Latin America is suffering from a “sudden increase in the prices of necessities,”  World Bank President David Malpass said during an online conference on Thursday. He pointed out that energy, food, and fertilizer prices are rising at a rate not seen in many years.

Around the world, central banks raise interest rates to contain inflation. Brazil’s central bank has embarked on one of the world’s most aggressive rate-hike cycles after inflation hit 12%, its fastest pace since 2003. In addition to the factors fueling regional inflation, agricultural products from Brazil have become more expensive due to drought and frost. The price of tomatoes, for example, has more than doubled in the last year.

Raising interest rates is the primary tool for governments to fight inflation, but raising them carries the risk of weakening an economy to the point of causing a recession. Last year, the World Bank estimated that the regional economy grew 6.9% as it recovered from the recession caused by the pandemic. However, Malpass said it is expected to rise only 2.3% this year.

“It is not enough to make progress in reducing poverty or social unrest,” he added.

The Brazilian media inform their readers which foods they can substitute some customary products to help stretch the family budget. But certain items, like coffee, are irreplaceable, especially in a nation that produces more of this product than any other in the world.

Ground coffee has become so expensive that shoplifting has begun to target it, said Leticia Batista, a cashier at a supermarket in Sao Paulo.

“It breaks my heart, but I have told many to give me the dust back,” Batista said in the upscale neighborhood of Pinheiros.

In his own humbler neighborhood, he said, the cost of coffee “is a big deal.”

Marcelo Ferrara, a 57-year-old engineer, enjoyed a daily espresso at his local bakery on the more luxurious side of the coffee spectrum. But, since January, the price has soared 33% to 8 reais ($1.60). So he reduced his consumption to two per week.

“I just can’t afford that many of these ,” Ferrara said as she picked one up.

Decades have passed since the region’s countries simultaneously suffered a decisive blow from inflation. Today, one key difference is that world economies are much more interconnected, said Alberto Ramos, head of Latin American macroeconomics research at Goldman Sachs.

“Interest rates will have to go up; if not, inflation will run amok and the problem will get even worse,” Ramos said. “Governments cannot be afraid to use rates. It is a proven remedy to lower inflation.”

But so far, the higher rates do not give much hope that inflation will slow significantly in the short term. Last month, the International Monetary Fund forecast that average inflation in the region, excluding Venezuela, will drop to 10% by the end of the year. However, it is not far below the 11.6% rate recorded at the end of 2021 and is still more than double the 4.4% estimated for advanced economies, according to the IMF’s World Economic Outlook.

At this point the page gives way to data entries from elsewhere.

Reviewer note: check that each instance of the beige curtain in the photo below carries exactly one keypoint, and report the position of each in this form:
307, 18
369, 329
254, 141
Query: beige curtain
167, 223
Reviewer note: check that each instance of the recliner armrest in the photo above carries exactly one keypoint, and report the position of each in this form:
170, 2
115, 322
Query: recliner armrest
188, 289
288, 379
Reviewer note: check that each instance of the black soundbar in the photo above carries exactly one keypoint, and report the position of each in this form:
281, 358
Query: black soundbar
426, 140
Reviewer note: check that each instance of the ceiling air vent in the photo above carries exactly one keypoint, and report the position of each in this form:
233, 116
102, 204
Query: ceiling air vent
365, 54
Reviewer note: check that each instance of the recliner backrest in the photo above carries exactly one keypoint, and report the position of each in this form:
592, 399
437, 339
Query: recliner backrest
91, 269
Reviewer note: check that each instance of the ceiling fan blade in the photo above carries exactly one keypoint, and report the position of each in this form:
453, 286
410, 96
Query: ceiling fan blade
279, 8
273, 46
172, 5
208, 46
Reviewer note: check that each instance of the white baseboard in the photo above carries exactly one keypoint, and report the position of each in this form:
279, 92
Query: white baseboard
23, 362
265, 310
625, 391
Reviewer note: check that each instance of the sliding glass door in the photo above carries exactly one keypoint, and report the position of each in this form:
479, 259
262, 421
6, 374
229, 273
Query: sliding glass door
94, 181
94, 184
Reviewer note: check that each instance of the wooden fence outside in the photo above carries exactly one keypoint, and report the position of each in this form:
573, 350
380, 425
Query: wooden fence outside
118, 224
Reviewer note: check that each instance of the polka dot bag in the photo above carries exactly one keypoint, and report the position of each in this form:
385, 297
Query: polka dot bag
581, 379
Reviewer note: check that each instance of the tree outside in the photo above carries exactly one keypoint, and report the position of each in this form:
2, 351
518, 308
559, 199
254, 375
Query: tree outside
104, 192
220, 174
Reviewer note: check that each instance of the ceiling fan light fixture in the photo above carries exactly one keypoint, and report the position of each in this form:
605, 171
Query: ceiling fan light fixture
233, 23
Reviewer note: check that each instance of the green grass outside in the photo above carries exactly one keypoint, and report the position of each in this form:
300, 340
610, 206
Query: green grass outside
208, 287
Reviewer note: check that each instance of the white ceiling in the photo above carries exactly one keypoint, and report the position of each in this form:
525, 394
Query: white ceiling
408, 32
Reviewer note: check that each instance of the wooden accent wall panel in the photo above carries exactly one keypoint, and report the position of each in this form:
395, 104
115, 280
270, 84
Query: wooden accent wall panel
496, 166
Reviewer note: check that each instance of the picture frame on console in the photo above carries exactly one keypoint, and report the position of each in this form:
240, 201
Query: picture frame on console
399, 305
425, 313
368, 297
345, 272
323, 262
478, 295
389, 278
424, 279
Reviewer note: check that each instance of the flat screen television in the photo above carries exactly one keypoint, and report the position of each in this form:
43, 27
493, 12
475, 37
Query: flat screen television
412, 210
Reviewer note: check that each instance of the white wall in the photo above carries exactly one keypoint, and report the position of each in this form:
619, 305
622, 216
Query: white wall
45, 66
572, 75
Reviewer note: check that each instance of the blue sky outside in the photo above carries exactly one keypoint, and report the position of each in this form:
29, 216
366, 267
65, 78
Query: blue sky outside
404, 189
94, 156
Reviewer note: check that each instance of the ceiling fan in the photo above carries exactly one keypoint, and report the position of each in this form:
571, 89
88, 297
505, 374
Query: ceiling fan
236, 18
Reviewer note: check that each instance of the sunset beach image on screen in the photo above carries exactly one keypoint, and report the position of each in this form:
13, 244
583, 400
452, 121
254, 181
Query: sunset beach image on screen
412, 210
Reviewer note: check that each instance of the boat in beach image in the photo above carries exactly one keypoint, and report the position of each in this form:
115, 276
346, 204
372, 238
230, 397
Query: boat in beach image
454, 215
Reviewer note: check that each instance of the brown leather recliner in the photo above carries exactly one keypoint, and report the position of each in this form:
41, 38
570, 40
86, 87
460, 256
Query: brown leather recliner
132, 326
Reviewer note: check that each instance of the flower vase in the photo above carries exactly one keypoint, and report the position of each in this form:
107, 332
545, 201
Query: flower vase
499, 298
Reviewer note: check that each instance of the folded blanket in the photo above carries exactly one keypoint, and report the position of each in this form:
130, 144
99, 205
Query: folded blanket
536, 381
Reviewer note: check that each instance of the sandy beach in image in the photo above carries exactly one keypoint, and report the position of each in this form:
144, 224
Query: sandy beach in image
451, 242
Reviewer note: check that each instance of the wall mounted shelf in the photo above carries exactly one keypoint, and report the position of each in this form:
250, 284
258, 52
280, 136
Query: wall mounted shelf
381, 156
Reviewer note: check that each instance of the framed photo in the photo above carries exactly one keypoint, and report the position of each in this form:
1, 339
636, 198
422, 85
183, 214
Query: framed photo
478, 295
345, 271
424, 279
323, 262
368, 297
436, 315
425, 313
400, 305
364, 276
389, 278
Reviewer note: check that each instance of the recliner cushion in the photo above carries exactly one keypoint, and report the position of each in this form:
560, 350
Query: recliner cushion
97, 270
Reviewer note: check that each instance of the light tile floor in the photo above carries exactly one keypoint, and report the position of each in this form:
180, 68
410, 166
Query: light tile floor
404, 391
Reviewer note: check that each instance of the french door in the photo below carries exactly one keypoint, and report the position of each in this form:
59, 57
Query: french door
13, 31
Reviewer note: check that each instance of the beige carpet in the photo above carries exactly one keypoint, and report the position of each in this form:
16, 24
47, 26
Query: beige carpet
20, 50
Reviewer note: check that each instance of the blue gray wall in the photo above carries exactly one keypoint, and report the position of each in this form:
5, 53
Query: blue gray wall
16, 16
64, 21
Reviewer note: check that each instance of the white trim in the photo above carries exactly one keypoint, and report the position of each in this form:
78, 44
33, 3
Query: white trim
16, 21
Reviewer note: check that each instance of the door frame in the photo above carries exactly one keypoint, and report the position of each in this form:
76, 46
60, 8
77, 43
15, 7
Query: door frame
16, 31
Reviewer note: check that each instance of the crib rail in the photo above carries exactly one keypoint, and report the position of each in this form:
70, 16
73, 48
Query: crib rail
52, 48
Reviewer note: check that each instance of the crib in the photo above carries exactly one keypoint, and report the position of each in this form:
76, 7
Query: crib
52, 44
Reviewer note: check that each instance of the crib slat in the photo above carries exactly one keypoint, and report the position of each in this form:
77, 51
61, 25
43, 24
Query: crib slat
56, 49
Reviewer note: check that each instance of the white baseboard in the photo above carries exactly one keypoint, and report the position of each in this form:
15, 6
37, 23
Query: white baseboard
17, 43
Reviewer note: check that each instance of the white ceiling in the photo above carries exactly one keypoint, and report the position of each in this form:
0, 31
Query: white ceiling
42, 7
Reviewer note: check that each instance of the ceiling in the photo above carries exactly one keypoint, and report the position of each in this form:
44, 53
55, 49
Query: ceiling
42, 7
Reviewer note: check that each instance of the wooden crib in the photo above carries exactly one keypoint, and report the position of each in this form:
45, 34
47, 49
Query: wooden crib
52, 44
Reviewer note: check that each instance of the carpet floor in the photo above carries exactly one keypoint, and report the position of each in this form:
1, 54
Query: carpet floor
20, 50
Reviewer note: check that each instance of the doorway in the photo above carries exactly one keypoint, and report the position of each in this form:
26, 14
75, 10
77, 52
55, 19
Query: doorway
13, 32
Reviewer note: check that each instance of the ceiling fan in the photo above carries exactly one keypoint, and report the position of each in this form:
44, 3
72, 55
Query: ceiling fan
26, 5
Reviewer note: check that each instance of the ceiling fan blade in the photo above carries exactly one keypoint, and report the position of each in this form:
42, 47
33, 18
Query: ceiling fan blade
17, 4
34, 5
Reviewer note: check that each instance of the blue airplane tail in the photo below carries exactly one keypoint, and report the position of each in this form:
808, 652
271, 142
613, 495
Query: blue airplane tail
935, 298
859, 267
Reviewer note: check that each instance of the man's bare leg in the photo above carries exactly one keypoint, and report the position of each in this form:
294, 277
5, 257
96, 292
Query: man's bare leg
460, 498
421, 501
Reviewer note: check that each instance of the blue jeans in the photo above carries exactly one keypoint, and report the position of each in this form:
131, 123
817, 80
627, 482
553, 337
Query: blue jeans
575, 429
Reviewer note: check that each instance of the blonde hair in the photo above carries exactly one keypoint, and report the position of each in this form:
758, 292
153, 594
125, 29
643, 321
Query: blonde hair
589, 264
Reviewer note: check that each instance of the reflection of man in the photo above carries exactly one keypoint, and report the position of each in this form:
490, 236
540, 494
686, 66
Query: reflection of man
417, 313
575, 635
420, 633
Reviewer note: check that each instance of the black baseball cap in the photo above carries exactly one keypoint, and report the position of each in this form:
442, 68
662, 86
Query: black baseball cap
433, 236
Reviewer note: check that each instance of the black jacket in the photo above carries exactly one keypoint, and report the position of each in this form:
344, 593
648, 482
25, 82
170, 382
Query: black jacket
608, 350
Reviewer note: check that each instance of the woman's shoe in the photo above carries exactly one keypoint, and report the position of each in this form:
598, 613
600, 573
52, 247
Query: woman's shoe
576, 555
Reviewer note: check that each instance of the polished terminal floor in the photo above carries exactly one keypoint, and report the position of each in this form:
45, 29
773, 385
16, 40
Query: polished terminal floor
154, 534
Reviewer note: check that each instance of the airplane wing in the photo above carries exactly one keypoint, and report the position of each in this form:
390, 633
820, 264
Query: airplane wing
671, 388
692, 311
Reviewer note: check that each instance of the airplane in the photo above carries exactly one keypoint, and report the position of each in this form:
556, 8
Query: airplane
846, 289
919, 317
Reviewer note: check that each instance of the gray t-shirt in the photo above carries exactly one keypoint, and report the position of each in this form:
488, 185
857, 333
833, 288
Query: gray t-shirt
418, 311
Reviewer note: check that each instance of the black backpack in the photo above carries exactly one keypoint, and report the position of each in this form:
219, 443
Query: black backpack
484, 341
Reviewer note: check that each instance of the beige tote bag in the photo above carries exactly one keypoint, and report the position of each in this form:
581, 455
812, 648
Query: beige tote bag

“It will take at least a couple of years of relatively tight monetary policy to deal with this,” Ramos said.

That means that, for now, belt-tightening and going without some staples is likely to become the new norm for the poorest members of society in a notoriously unequal region. More than a quarter of Latin America’s population lives in poverty, defined as living on less than $5.50 a day, and that number is not expected to change this year, according to a  World Bank study released last month.

Sara Fragosa, a 63-year-old housewife from Mexico City, made no secret of her anger at price gouging during an interview at a market stall.

“The poorer, the more amolados (beaten), and the rich go to the top,” said Fragosa, who replaced her regular purchase of meat with quinoa and oatmeal.

“One was not used to that,” he added, “but there is no other.”